I find the use of the word "offer" intensely annoying in the public sector. But I digress. The substance as I have said is good taken in the whole and I was keen to find out if my local authority were signed up to this new initiative and if the non-statutory "volunteer" ran libraries would be part of the "offer" and if to meet the requirements any new funding would be put into the library service. The response I got was:

"Oxfordshire Libraries will be part of the national programme.  There will be no extra funding directed at delivering the offers.  The four offers reflect service areas which modern library customers regard as integral to public libraries and largely consist of what we in Oxfordshire have already been doing.  By launching the offers as a new national approach, it is being made clear to the public what they should be able to expect from their library and, yes, this will apply to all libraries in Oxfordshire."

Which for the fully funded statutory libraries this is clearly a good thing, I'm disappointed and bemused that the volunteer groups are going to be expected to deliver all of this stuff. After my recent visit to Walcot library and seeing what happens when the staff hours are cut back (they get ten hours of staffing support) they remaining staff time gets used up by the admin and keeping the book shelves organised. My local library that is getting it staffing cut by half will be in a very similar position and I doubt there will be any staffing time left to do this stuff so its down to the volunteers (not me btw I refuse to volunteer until my library is statutory) to pick up the following tasks:

  • A network of local hubs offering non-clinical community space
  • Community outreach supporting vulnerable people
  • Expert staff with local knowledge 
  • Assisted on-line access 
  • Self-help library resources 
  • Health and care information services
  • Referral and signposting
  • Public health promotion activity
  • Social and recreational reading opportunities like reading groups
  • Volunteering and community engagement activities  (for teenager groups)
  • Books on Prescription
  • Free books and reading resources
  • Free community space
  • Supported online access
  • Community outreach 
  • Services for targeted audiences
  • Access to local and family history resources
  • Multimedia reading resources
  • Bring together government and non-governmental sources of information, which have 
  • been researched by information professionals in public libraries, giving a level of quality 
  • assurance to the user. 
  • Ensure that public library staff and volunteers are continually developing their skills to 
  • provide help to people accessing information and services. 
  • Free access to the Internet for every customer (for a minimum period of time)
  • Clear and accessible online information about library services 
  • Staff trained to help customers access digital information
  • Ability for customers to join online
  • Ability to be contacted online/via email for answers to customer enquiries
  • 24/7 access to services through a virtual library presence
  • Ability to reserve & renew items remotely via an online catalogue
Not all of the above are relevant to my point, some are existing online things obviously, but this is just the bullet points from the scheme, there is plenty more and there is lots of good stuff in there, volunteers have no business doing most of it though. If you also get volunteers to empty the bins, do some adult and children's social care and then we can scrap councils altogether. Maybe that's the whole point, the Big Society is about taking us back to Victorian times where there was no state and you provide it yourself or rely on wealthy philanthropists to provide services.
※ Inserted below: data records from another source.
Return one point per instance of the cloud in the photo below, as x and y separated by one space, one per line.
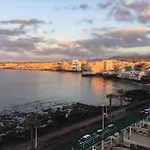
104 41
22 21
122 14
103 29
137 5
144 17
89 21
80 7
84 6
104 5
13 32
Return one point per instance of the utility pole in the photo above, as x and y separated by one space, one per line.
103 126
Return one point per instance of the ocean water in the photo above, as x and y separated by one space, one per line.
23 89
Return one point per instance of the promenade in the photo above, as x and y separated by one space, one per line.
68 134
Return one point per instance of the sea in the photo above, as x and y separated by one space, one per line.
20 88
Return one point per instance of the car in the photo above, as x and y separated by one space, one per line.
97 134
110 126
85 139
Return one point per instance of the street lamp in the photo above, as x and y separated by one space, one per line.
103 125
106 106
149 107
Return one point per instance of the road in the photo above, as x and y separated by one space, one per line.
141 139
62 137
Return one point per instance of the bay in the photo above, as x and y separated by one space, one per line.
26 88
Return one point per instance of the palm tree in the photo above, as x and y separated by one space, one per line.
121 92
110 96
36 125
28 123
32 123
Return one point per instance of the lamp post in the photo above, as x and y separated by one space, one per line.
106 106
103 125
149 107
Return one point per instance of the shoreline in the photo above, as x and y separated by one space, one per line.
87 76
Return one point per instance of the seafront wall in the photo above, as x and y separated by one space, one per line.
96 66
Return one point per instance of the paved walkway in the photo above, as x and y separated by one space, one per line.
138 139
66 130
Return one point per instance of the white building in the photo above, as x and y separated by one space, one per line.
76 65
131 73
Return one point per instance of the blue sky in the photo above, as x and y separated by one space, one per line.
67 28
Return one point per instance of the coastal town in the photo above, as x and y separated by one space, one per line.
135 70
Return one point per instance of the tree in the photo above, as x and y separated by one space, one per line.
132 147
32 123
110 96
121 96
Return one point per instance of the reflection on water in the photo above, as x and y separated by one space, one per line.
20 87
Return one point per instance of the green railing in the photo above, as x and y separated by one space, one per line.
108 131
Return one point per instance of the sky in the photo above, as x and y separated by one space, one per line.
49 30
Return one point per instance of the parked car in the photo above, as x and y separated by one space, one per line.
86 139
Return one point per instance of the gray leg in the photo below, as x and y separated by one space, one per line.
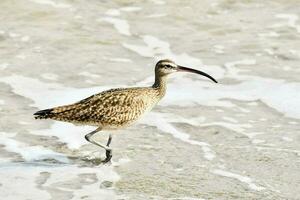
108 150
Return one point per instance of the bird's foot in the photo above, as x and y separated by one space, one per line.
108 151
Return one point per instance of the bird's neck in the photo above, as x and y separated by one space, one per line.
160 84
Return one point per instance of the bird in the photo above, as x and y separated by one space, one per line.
117 108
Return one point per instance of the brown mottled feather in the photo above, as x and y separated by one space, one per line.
110 109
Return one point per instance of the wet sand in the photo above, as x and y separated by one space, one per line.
238 139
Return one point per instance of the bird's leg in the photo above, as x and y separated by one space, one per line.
108 150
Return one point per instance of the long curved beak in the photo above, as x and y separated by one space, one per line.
186 69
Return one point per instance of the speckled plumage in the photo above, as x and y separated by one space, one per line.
116 108
110 109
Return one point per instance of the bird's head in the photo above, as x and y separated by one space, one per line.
165 67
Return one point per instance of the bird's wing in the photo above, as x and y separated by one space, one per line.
112 106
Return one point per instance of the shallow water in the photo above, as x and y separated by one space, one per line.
238 139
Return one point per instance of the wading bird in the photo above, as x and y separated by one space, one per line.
116 108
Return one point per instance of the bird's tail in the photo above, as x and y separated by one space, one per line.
57 113
44 114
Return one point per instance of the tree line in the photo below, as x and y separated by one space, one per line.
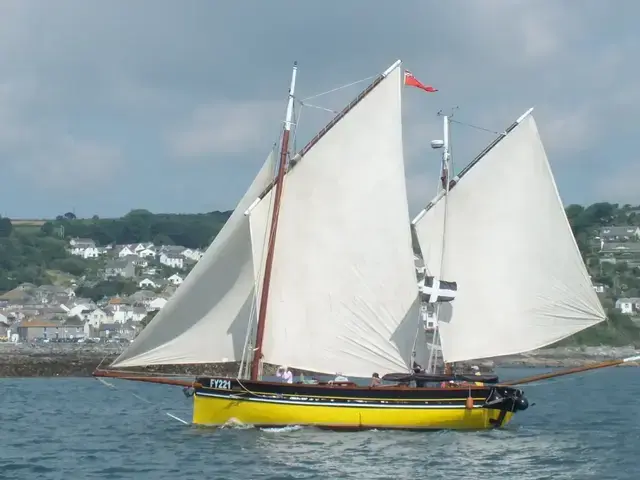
188 230
29 255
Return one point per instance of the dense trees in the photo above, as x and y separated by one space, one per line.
30 256
5 227
107 288
189 230
621 279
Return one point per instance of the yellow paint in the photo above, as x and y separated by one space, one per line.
218 411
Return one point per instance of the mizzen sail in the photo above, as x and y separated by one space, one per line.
343 293
522 283
206 320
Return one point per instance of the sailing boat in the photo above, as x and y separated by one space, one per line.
337 291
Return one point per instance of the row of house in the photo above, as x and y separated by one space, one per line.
170 255
51 312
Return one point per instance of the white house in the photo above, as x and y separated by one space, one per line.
127 313
97 317
147 283
82 242
157 304
89 252
125 251
194 254
76 310
599 288
628 306
172 260
83 247
146 253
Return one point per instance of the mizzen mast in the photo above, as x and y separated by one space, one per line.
443 189
279 184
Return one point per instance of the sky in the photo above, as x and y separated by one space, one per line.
173 106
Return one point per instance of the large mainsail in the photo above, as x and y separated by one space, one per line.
343 294
206 320
522 283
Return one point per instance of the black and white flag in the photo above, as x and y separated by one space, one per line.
436 290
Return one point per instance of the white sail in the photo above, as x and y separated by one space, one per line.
343 293
206 320
522 283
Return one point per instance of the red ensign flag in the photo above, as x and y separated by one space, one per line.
412 81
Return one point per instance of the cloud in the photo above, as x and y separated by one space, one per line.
42 151
225 127
127 93
620 185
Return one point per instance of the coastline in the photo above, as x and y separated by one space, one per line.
80 360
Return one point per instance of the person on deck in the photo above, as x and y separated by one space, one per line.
285 374
476 371
417 370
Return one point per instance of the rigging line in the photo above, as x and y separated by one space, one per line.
340 88
144 400
305 104
476 127
254 303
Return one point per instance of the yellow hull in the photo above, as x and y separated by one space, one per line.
216 411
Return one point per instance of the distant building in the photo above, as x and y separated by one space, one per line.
618 234
29 331
628 306
172 260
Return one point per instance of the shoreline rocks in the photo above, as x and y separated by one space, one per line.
80 360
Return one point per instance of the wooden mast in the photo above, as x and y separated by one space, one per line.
279 184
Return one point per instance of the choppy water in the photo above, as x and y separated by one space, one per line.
581 427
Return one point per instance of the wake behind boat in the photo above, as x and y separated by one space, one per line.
315 269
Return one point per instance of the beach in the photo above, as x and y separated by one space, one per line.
80 360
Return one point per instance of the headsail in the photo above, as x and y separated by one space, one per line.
343 288
206 320
522 283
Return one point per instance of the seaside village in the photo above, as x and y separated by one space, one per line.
54 313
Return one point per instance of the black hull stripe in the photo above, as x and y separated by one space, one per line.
357 404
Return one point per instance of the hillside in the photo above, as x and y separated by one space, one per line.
36 251
33 251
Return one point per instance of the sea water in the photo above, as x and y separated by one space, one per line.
579 427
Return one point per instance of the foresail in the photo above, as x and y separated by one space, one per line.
521 280
343 293
206 320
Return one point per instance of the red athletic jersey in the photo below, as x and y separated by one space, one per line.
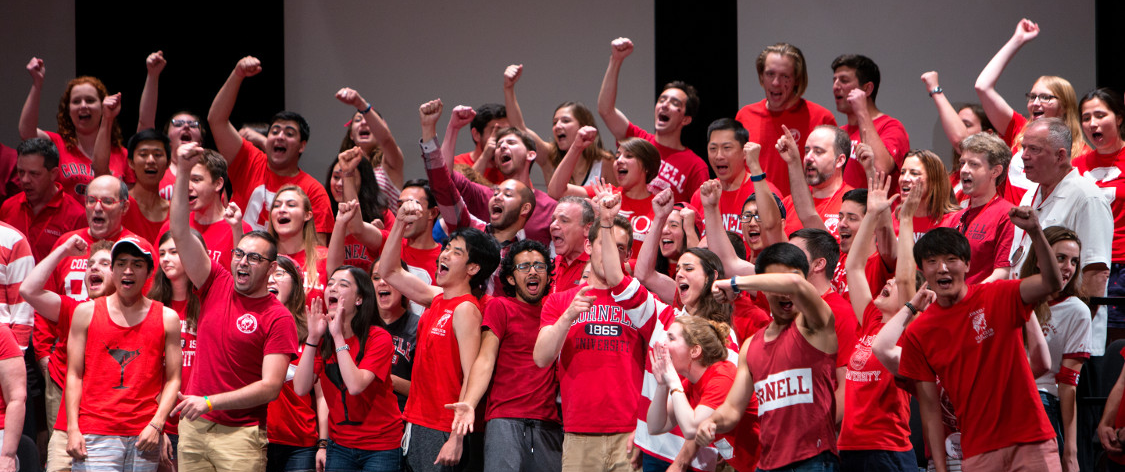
602 362
639 214
124 372
188 347
369 420
61 215
8 350
876 411
894 138
977 348
235 333
144 227
1106 172
438 365
257 184
75 170
793 383
681 170
519 388
764 127
827 209
291 418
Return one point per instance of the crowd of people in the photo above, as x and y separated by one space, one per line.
635 314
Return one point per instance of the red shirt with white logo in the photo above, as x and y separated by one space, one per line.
878 413
123 372
793 383
255 185
681 170
369 420
977 347
234 335
437 365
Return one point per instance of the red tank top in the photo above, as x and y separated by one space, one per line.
437 365
793 386
124 372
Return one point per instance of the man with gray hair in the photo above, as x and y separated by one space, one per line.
1062 197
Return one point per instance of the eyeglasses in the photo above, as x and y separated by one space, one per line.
253 259
106 201
1041 97
189 123
527 266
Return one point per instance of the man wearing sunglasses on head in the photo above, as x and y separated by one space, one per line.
245 342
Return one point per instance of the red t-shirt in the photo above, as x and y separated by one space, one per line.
369 420
827 208
257 185
602 363
846 325
764 127
234 335
639 214
730 203
124 372
437 365
188 347
793 383
977 348
8 350
217 237
876 411
144 227
681 170
989 230
75 170
291 418
894 138
1106 172
568 275
519 388
63 214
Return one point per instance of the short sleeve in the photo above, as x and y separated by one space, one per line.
378 354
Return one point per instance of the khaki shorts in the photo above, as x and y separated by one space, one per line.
206 446
595 452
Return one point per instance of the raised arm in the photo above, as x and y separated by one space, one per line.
29 116
615 120
147 116
559 185
802 197
393 161
102 145
955 129
996 108
47 302
179 217
1038 287
858 290
226 137
390 262
658 283
720 245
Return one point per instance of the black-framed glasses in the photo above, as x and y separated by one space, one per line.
1041 97
189 123
527 266
253 259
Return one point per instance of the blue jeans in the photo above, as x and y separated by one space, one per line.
651 463
822 462
281 457
347 459
878 461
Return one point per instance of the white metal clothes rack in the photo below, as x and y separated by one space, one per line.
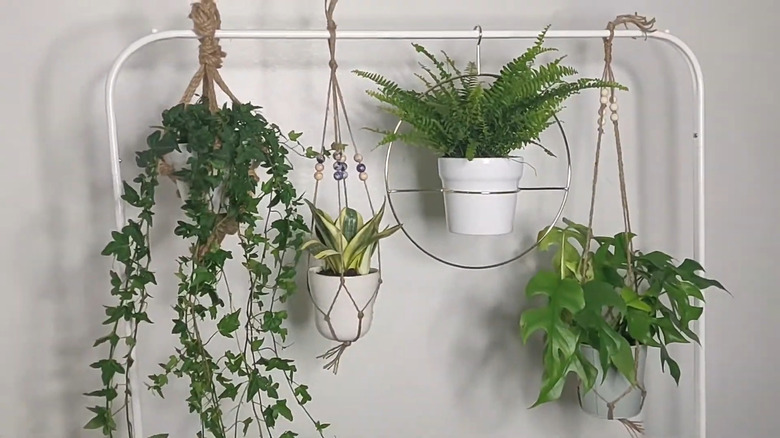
663 36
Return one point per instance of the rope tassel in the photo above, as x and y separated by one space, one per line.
336 117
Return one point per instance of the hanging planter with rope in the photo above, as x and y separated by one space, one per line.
212 153
345 288
607 303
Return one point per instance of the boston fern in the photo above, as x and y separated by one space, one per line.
460 116
243 387
593 301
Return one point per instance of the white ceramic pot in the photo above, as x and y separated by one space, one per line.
480 214
343 312
178 160
614 398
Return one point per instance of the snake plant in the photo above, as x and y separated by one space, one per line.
347 243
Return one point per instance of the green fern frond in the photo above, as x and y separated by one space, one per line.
459 115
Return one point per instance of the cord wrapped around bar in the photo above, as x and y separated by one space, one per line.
343 297
608 101
206 21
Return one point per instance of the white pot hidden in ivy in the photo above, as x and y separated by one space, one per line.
486 213
344 290
178 161
614 398
344 306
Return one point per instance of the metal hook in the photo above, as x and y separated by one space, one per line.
479 44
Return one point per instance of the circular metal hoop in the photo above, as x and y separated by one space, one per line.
564 189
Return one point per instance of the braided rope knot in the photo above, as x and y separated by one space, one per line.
206 19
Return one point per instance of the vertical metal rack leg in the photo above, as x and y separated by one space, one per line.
698 139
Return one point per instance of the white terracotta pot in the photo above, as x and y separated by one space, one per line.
615 398
338 307
480 214
178 160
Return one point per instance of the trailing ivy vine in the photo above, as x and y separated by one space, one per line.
244 387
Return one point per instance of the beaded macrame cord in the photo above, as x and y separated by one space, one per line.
608 101
337 151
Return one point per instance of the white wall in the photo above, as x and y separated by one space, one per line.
443 358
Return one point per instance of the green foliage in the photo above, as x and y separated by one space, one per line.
227 149
347 243
460 116
593 301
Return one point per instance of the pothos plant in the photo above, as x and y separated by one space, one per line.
592 299
459 115
252 377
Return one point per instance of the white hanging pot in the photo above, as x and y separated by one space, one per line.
480 214
343 311
178 161
614 398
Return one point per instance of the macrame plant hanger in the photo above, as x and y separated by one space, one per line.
206 20
609 102
335 111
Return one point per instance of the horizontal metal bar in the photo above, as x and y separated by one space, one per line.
257 34
480 192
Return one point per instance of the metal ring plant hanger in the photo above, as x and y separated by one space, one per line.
565 189
335 111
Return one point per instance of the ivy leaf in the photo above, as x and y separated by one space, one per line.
229 324
130 195
247 422
281 408
302 393
112 338
254 386
634 301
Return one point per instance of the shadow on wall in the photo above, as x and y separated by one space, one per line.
71 134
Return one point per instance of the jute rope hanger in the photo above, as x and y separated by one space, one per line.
609 100
336 109
206 21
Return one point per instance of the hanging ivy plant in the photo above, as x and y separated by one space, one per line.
226 150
Its a failed policy by a government without a mandate and the policy itself is completely without evidence. Its whats so disappointing about the SCL and their support of using volunteers to replace paid staff in libraries. If librarians of all people cannot use data and information to support their arguments and have to rely on a single, flimsy theoretical example then it means we may be without hope in winning the argument. The states should provide services where the market cannot, this is why we pay taxes. I shouldn't have to pay tax and then give up my precious free time to provide statutory services to myself. Neither should retired people, they have put into the system more than I have and should be free to choice what to do with their spare time not bounced into providing important services to themselves. In years to come, when this whole business has finally been seen for what it is, I hope those who have supported it hold there hands up and admit they should have stepped up and spoke out against it. The Big Society and Community Libraries will be remembered, by me at least with other policy failures where those in charge refused to listen like Poll tax, WMD, PFI and Beeching etc.